Goldsmith insists otherwise. When I telephoned this week, he said he was angry about the death of the deer, was ‘taking legal advice’ and would simply ‘like to see the law tested on this’.

A couple of hours later he changed his tune, however, saying he had decided to drop the case.

‘We’ve probably got the guy who pulled the trigger bang to rights but not the woman who ordered him to do it,’ he alleged. ‘So we’re not doing anything.’

Goldsmith has further insisted he does not wish to purchase his neighbour’s property. However, Ms Horstmann then showed me three WhatsApp messages he had sent her this year in which he specifical­ly offered to buy or lease a hefty portion of it. On May 7, he asked her: ‘ Would you consider selling those acres, if the price was right?’ And on June 4, he once more inquired: ‘For the right price, would you be interested in selling those fields?’

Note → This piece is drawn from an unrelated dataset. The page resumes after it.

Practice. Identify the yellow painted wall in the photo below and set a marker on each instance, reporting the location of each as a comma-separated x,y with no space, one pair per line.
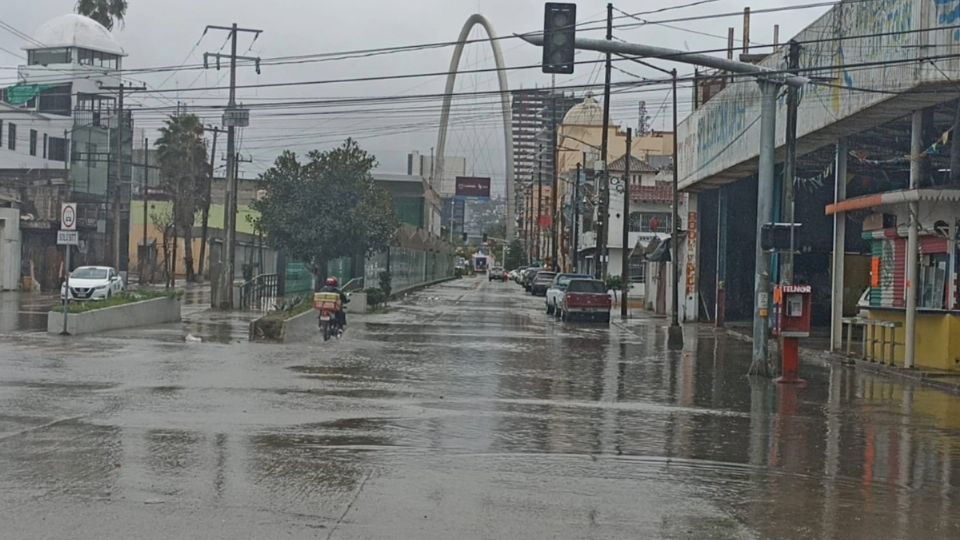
938,339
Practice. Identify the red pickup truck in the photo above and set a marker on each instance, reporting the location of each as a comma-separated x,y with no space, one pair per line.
586,298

‘ He lies and then lies again,’ adds Ms Horstmann. ‘He doesn’t care. Everything that man says is “BS”. I just don’t believe a word.’

Goldsmith has certainly told an extraordin­ary number of porkies in recent months, for a man who (at the moment) holds public office. In April, for example, he told local farmers — as well as the council — that he had purchased just 22 red deer at the start of lockdown, claiming they escaped by accident.

However, a WhatsApp message sent to a neighbour the day after the deers’ arrival tells a different story. It stated that 32, rather than 22, had been set free on his land as part of a planned effort to introduce a population of the animals.

‘Red deer back in south Somerset after a very long absence,’ Goldsmith gleefully told the neighbour. ‘20 pregnant hinds, 12 mixed-sex yearlings, and two stags coming end of the month ... it’s a collaborat­ion with the owners of the big woods on the ridge, the [Duke of] Somerset estate, and Longleat.’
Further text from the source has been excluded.